Almost 90 schools and 130 colleges are increasing the number of plagiarism-detecting computer software, such as Turnitin, to prevent students from copying and pasting their works from the Internet. However, Barry Calvert from nLearning which provides the software to schools and universities believes that it is necessary to teach children as early as year 7 how to reference sources correctly and create essay papers on their own rather than taking pieces of information from the Internet and claim it as their own. At a three-day international conference into plagiarism at Northumbria University which is organized by the nLearning-funded Plagiarism Advice Service, experts from different countries will discuss various ways on how to catch cheaters so that students would not submit academic papers ordered form the Internet.

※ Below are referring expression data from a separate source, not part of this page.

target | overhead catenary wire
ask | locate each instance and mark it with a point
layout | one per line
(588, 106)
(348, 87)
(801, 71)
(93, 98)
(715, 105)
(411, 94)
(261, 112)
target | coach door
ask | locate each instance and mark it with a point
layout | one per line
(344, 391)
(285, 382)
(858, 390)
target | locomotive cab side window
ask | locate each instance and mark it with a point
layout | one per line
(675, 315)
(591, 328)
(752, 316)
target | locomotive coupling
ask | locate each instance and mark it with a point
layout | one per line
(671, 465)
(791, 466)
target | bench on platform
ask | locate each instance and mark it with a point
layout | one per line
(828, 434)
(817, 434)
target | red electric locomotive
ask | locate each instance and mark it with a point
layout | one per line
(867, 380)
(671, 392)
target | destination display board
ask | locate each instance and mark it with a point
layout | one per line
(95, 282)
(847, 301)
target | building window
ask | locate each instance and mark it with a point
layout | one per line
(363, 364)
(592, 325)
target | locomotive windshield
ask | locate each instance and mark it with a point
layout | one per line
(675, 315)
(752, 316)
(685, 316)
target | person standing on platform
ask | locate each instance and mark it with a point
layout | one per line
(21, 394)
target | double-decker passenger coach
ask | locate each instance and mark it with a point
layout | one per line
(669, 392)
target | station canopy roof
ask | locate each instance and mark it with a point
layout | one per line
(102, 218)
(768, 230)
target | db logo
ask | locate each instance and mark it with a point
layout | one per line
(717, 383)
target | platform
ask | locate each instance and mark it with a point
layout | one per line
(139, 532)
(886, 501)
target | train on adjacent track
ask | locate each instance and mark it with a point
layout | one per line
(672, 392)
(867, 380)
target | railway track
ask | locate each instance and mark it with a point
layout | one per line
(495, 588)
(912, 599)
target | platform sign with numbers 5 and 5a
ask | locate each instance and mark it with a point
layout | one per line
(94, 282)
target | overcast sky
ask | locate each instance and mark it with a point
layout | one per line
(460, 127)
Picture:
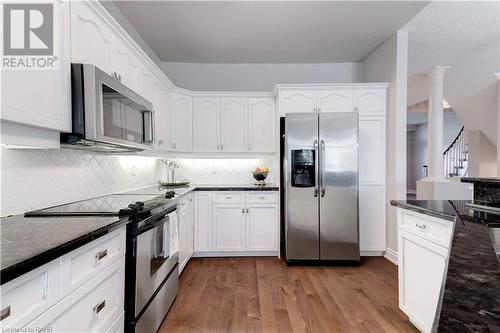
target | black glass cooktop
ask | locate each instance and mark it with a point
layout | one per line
(106, 205)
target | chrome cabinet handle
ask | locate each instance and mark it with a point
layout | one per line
(323, 190)
(98, 307)
(101, 254)
(5, 313)
(315, 148)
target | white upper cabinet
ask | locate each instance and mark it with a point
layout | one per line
(335, 101)
(261, 125)
(297, 101)
(91, 38)
(41, 98)
(206, 124)
(372, 150)
(233, 115)
(370, 102)
(182, 124)
(127, 64)
(162, 112)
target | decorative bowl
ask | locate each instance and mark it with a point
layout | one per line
(260, 177)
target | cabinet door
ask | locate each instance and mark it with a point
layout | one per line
(335, 101)
(183, 239)
(127, 64)
(91, 38)
(371, 150)
(372, 218)
(182, 124)
(206, 112)
(203, 221)
(370, 102)
(261, 125)
(229, 227)
(262, 228)
(233, 117)
(297, 101)
(42, 98)
(421, 266)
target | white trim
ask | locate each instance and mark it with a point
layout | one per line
(391, 255)
(370, 253)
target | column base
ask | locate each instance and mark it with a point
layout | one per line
(428, 189)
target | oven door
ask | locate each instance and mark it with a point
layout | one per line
(157, 254)
(115, 114)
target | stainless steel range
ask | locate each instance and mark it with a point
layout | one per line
(152, 253)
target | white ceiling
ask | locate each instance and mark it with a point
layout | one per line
(266, 31)
(465, 36)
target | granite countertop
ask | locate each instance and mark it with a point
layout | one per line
(471, 298)
(30, 242)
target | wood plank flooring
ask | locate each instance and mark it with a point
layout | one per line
(264, 295)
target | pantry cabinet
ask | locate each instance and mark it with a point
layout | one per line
(261, 125)
(182, 124)
(206, 126)
(233, 121)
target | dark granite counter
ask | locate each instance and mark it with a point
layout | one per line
(30, 242)
(471, 298)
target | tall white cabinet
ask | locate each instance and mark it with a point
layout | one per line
(369, 100)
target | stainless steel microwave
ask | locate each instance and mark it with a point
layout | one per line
(106, 115)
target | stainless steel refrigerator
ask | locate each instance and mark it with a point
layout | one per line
(320, 174)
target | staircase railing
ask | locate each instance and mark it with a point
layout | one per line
(456, 155)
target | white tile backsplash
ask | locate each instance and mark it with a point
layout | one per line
(33, 179)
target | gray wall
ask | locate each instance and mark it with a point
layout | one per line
(257, 77)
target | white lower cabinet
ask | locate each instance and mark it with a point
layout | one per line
(92, 308)
(236, 223)
(422, 268)
(229, 227)
(81, 291)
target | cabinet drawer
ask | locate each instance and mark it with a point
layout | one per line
(84, 263)
(230, 197)
(262, 197)
(92, 308)
(28, 296)
(429, 228)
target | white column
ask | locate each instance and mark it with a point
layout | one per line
(435, 124)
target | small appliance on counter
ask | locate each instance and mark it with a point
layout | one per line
(260, 175)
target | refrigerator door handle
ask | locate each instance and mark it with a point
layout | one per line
(322, 176)
(316, 188)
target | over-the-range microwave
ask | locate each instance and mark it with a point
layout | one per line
(106, 115)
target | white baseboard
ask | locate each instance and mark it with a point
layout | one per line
(392, 256)
(370, 253)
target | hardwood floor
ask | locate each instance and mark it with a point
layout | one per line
(264, 295)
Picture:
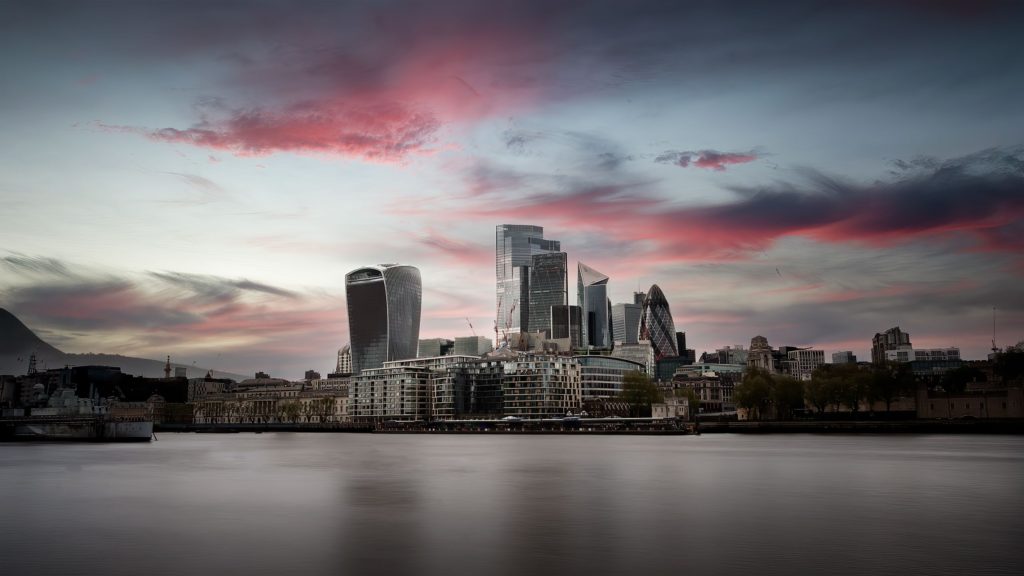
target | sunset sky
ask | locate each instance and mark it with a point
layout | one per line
(196, 178)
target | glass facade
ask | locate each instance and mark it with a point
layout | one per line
(626, 323)
(384, 306)
(548, 287)
(656, 325)
(566, 323)
(515, 245)
(592, 293)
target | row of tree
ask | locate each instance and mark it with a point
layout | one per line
(832, 386)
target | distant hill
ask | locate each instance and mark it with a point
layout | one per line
(17, 342)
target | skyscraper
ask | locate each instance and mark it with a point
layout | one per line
(515, 246)
(383, 314)
(656, 325)
(565, 323)
(548, 287)
(592, 293)
(626, 323)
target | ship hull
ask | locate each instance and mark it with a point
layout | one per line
(97, 430)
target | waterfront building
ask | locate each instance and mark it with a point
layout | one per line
(641, 353)
(803, 362)
(891, 339)
(760, 356)
(428, 347)
(656, 325)
(923, 355)
(548, 288)
(515, 246)
(384, 306)
(592, 293)
(344, 360)
(472, 345)
(844, 357)
(601, 376)
(714, 384)
(566, 324)
(626, 323)
(541, 385)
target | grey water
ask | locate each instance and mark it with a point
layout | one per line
(294, 503)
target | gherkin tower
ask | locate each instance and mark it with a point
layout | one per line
(656, 325)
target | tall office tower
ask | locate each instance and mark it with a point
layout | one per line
(549, 286)
(384, 306)
(344, 360)
(626, 323)
(893, 338)
(680, 342)
(566, 323)
(656, 325)
(592, 293)
(515, 246)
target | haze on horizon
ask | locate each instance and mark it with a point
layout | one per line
(195, 179)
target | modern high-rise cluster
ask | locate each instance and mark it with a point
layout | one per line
(553, 357)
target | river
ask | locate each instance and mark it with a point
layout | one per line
(353, 504)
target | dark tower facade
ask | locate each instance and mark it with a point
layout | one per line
(384, 304)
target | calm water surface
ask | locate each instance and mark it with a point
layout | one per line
(291, 503)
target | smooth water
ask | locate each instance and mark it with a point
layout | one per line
(294, 503)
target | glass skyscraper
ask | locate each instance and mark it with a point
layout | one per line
(548, 287)
(515, 246)
(592, 293)
(565, 323)
(656, 325)
(384, 306)
(626, 323)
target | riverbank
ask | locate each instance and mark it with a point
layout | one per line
(1015, 426)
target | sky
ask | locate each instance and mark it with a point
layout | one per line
(196, 178)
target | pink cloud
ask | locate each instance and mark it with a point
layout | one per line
(709, 159)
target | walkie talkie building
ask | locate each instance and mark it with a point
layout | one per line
(656, 325)
(384, 306)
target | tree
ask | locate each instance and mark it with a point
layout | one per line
(754, 393)
(692, 400)
(639, 393)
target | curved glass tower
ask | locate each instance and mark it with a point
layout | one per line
(656, 325)
(384, 306)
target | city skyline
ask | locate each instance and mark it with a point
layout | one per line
(196, 182)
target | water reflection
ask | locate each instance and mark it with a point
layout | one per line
(445, 504)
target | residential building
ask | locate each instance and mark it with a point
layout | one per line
(344, 360)
(472, 345)
(430, 347)
(656, 325)
(803, 362)
(601, 376)
(384, 306)
(592, 293)
(641, 353)
(844, 357)
(541, 385)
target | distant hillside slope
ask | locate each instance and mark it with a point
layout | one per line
(17, 342)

According to the economics lecturer at Manchester University, who made a survey at three universities, students are willing to pay more than £300 for a quality essay, £217 for a good piece of work and £164 for a poor paper. Moreover, he found out that 45% of students had cheated during exams, essay, report or test in the past year. Ofqual, the exams regulator, revealed that pupils and students received more than 4,400 penalties for using mobile phones and MP3 players in their GCSEs and A-levels in 2009. This percentage has risen up to 6% this year.
Calvert says that although many universities in the UK use Turnitin, schools should teach and develop students’ referencing skills so that when they enter the universities they already know all the requirements. He considers that students should understand that the works found in the Internet are also somebody’s work and they should value it and not just cut and paste, they should use it as a source of getting information and not a piece of work. Calvert also believes that the Internet has positive effects on the process of teaching and learning.
At the conference experts from all over the world will examine the issue of reducing the possibilities of cheating if students use packages of images and voiceovers. Although students find this "digitial storytelling" hard, they learn how to make the information they get from the Internet useful for their personal presentation, says Phil Davies, senior lecturer at Glamorgan university's computing school.